Ik niet
„Want waarom zoudt gij sterven, o huis Israëls?”
Ezechiël 18:31Weet u niet hoe u God kunt verheerlijken? U zult zeggen: Mijn bekwaamheden zijn maar gering, mijn gaven zeer klein. U bent wel wijs om kwaad te doen, maar van goeddoen weet u niet? Het is een teken dat het wel in u is, maar dat u niet wilt. U kunt niet toornen tegen de zonden, noch de ellende van Gods kerk u ter harte nemen. Kunt u het niet? Uw tong is wél rap genoeg om te schelden als u getergd wordt. Het is een teken dat het vermogen in u is. Het is een teken dat er kennis genoeg in u is om de moeite daarvoor aan te wenden. U hebt het wel voor andere dingen, maar u wilt het niet in het werk stellen voor de Heere.

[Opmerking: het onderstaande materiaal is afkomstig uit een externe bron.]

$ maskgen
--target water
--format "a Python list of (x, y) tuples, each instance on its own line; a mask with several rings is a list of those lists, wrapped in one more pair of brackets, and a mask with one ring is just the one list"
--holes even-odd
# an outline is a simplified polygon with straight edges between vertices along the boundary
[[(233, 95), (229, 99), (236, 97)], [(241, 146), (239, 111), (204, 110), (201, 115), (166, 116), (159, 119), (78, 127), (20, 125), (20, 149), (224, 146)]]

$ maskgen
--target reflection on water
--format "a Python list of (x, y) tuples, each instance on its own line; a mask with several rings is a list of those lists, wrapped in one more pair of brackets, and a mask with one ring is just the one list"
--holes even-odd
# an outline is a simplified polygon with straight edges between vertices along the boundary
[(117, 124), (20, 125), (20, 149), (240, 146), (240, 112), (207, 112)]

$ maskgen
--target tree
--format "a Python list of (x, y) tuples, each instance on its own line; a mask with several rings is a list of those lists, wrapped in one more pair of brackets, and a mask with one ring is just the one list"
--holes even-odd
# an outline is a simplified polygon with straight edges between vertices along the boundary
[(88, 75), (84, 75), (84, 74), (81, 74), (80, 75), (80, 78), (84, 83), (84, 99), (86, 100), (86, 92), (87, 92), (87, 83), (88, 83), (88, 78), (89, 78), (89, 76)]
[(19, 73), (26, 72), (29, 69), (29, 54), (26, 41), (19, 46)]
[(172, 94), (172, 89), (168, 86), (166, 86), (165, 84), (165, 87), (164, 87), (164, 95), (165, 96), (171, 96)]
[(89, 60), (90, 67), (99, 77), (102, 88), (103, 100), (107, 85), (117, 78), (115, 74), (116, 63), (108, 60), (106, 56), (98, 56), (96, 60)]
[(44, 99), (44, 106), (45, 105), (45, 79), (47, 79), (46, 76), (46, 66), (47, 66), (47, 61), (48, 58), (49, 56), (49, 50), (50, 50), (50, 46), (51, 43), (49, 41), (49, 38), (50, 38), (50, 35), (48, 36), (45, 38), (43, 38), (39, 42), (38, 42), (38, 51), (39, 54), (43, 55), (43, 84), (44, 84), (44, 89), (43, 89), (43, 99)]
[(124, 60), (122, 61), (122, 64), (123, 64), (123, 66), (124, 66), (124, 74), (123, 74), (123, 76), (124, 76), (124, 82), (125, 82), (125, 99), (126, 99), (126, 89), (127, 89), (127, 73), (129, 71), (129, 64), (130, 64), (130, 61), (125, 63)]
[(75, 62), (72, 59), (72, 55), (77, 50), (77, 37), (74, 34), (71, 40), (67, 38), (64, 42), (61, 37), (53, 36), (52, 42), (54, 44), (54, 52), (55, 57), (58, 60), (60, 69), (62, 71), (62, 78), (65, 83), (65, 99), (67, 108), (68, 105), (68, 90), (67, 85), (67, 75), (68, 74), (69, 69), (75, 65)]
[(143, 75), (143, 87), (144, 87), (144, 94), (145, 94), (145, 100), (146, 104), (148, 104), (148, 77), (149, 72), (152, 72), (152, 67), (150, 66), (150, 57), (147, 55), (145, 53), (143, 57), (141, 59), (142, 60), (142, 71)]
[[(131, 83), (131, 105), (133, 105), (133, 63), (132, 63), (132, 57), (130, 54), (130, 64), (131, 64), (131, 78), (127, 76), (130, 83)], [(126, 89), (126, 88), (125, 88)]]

O, hoe tergt dit de Allerhoogste. Dat vreemde zaken al uw krachten verteren en God mag er niets van hebben. Vreemde lusten mogen uw krachten wel hebben. De wereld mag uw arbeid en uw zorgen wel hebben. De dingen van deze wereld mogen uw gedachte en sterkte wel hebben, maar Ik niet, zegt Jezus! Hij klaagt evenals een meester klaagt over zijn boze knecht: U kunt het wel voor uzelf en voor anderen doen, maar u wilt het niet voor Mij doen. Het is gelijk een luie knecht die wel wil werken op ledige uren. Zo wilt u ook God wel dienen als u anders niets te doen hebt.
William Fenner, predikant te Rochfordin Essex, (”Moedwillige onbekeerlijkheid”, 1737)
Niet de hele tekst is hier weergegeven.